Static binding: if the function calling is known at compile time then it is known as static binding. in static binding type of object matter accordingly suitable function is called. as shown in the example below obj_a.fun() here obj_a is of class A that's why fun() of class is called.

#include<iostream>
using namespace std;
class A{
public:
void fun()
{cout<<"hello world\n";}

};
class B:public A{
public:
void show()
{cout<<"how are you ?\n";}

};

int main()
{
A obj_a;           //creating objects
B obj_b;
obj_a.fun();       //it is known at compile time that it has to call fun()
obj_b.show();     //it is known at compile time that it has to call show()
return 0;
}

dynamic binding: if the function calling is known at run time then it is known as dynamic binding. we achieve late binding by using virtual keyword.as base pointer can hold address of child pointers also. so in this content of the pointer matter.whether pointer is holding the address of base class or child class

#include<iostream>
using namespace std;

class car{
public:
    virtual void speed()
     {
      cout<<"ordinary car: Maximum speed limit  is 200kmph\n";
     }
};
class sports_car:public car{
  void speed()
     {
      cout<<"Sports car: Maximum speed is 300kmph\n";
     }
};

int main()
{
car *ptr , car_obj;      // creating object and pointer to car
sports_car   sport_car_obj;  //creating object of sport_car
ptr = &sport_car_obj;      // assigining address of sport_car to pointer 
                             //object of car 
 ptr->speed();   // it will call function of sports_car

return 0;
}

if we remove virtual keyword from car class then it will call function of car class. but now it is calling speed function of sport_car class. this is dynamic binding as during function calling the content of the pointer matter not the type of pointer. as ptr is of type car but holding the address of sport_car that's why sport_car speed() is called.

Answer 3

These are true of all object-oriented languages, not just C++.

Static, compile time binding is easy.

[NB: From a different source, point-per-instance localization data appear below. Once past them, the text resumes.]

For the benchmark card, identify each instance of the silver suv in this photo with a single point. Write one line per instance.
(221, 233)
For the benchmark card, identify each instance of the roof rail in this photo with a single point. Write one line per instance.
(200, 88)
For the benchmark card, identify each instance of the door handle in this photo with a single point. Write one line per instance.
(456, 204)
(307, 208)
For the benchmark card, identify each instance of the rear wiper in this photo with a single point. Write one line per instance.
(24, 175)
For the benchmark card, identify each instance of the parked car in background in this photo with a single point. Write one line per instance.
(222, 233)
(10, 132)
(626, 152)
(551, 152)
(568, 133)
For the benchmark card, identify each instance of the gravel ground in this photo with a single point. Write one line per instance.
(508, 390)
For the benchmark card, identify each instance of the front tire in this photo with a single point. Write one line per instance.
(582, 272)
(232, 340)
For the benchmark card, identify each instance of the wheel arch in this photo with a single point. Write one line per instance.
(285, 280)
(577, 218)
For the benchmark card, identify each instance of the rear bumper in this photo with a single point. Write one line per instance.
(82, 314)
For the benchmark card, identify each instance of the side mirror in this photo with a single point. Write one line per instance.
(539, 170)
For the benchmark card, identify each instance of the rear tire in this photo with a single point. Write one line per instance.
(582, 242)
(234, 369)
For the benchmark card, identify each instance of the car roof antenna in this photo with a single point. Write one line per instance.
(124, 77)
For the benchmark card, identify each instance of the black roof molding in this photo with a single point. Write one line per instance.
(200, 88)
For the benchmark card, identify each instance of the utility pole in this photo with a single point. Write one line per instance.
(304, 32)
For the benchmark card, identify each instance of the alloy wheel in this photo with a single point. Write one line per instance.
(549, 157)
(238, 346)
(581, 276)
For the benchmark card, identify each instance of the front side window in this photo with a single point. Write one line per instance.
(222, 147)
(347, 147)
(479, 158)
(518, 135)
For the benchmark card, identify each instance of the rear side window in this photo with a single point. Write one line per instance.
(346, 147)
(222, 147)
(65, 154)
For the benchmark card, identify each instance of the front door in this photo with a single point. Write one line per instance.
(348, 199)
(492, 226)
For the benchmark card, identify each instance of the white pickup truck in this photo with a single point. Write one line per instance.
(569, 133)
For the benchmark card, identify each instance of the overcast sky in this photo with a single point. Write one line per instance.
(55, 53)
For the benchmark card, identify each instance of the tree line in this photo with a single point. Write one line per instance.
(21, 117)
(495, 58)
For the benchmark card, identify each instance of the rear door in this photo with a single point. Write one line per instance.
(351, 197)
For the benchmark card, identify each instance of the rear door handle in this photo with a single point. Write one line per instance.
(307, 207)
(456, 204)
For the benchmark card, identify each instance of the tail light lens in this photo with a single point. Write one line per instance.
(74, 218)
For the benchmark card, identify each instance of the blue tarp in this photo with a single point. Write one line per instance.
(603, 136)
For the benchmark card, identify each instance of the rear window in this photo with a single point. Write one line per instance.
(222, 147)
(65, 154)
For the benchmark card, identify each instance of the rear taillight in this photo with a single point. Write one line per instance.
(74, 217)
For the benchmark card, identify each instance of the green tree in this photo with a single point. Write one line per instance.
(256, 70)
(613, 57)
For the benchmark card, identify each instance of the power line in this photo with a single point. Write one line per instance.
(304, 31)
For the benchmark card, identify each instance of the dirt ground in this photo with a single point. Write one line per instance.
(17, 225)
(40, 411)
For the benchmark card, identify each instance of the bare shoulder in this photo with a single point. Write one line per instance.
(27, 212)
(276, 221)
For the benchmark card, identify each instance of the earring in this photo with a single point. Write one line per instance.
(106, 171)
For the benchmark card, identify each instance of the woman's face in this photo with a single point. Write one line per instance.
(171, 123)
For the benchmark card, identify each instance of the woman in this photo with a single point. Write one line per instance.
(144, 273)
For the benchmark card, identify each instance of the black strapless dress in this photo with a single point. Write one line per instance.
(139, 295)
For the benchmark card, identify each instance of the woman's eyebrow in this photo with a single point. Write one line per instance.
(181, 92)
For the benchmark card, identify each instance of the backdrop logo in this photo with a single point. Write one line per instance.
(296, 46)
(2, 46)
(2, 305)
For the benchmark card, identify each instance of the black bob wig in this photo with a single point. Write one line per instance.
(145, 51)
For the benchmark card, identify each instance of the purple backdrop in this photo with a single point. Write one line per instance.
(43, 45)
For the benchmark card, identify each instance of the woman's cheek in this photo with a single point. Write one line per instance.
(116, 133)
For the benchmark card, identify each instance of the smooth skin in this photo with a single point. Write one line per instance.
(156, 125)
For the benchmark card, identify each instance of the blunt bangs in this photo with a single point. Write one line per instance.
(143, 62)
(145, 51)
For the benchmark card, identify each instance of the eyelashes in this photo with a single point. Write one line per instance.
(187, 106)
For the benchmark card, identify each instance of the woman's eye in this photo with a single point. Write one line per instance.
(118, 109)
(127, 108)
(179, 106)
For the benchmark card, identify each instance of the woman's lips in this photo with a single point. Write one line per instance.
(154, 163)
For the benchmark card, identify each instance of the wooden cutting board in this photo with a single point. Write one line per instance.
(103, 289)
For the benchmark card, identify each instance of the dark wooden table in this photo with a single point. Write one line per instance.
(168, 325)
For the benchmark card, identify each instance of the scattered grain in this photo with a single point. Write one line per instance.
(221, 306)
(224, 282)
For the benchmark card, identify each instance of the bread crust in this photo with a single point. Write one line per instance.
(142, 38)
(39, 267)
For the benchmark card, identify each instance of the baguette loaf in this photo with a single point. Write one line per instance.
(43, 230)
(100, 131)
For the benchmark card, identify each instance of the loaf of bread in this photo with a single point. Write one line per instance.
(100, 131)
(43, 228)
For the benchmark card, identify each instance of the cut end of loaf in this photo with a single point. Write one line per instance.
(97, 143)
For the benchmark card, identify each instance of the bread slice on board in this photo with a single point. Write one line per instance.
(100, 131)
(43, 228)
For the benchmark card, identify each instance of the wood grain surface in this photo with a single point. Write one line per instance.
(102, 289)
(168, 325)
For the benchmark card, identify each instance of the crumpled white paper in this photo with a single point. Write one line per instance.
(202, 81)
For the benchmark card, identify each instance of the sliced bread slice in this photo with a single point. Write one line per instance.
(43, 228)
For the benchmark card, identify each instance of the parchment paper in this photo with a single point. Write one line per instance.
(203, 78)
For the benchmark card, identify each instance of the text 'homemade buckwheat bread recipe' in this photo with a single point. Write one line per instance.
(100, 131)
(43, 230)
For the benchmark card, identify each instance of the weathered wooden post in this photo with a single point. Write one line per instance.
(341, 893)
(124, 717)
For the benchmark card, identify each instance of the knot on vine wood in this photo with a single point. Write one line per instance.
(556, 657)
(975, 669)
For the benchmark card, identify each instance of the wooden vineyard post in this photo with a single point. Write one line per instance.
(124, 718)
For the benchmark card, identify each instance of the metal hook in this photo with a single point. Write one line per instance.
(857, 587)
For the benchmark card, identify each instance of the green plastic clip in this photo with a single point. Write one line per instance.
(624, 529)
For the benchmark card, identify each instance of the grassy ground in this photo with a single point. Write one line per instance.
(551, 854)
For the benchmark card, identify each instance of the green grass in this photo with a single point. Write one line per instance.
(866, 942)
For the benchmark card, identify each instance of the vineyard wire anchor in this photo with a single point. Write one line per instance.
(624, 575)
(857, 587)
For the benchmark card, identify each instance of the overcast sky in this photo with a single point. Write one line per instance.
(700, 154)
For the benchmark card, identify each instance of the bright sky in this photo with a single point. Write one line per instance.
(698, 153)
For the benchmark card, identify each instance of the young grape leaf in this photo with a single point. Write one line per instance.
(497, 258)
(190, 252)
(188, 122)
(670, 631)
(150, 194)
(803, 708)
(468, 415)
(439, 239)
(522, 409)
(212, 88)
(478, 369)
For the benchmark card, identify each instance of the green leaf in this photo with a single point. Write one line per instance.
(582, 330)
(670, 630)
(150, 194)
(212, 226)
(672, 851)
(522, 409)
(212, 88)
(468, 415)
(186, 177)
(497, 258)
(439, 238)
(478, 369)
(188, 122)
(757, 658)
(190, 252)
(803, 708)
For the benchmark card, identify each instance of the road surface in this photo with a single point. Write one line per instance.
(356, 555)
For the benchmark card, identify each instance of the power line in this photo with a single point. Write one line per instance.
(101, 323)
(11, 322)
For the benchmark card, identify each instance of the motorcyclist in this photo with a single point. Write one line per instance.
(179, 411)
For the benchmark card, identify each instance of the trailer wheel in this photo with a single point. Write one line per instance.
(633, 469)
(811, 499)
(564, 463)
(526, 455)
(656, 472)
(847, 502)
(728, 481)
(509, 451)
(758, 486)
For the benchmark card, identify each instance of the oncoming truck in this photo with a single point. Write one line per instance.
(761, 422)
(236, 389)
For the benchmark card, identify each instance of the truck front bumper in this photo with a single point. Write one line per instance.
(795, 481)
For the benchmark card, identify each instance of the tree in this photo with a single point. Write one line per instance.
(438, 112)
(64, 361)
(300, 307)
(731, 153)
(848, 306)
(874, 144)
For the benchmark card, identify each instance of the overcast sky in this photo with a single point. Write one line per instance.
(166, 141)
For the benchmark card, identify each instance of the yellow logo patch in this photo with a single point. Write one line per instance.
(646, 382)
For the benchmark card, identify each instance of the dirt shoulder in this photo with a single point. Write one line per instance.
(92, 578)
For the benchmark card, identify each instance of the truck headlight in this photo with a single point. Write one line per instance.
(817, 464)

There's no polymorphism involved. You know the type of the object when you write and compile and run the code. Sometimes a dog is just a dog.

Dynamic, runtime binding is where polymorphism comes from.

If you have a reference that's of parent type at compile type, you can assign a child type to it at runtime. The behavior of the reference will magically change to the appropriate type at runtime. A virtual table lookup will be done to let the runtime figure out what the dynamic type is.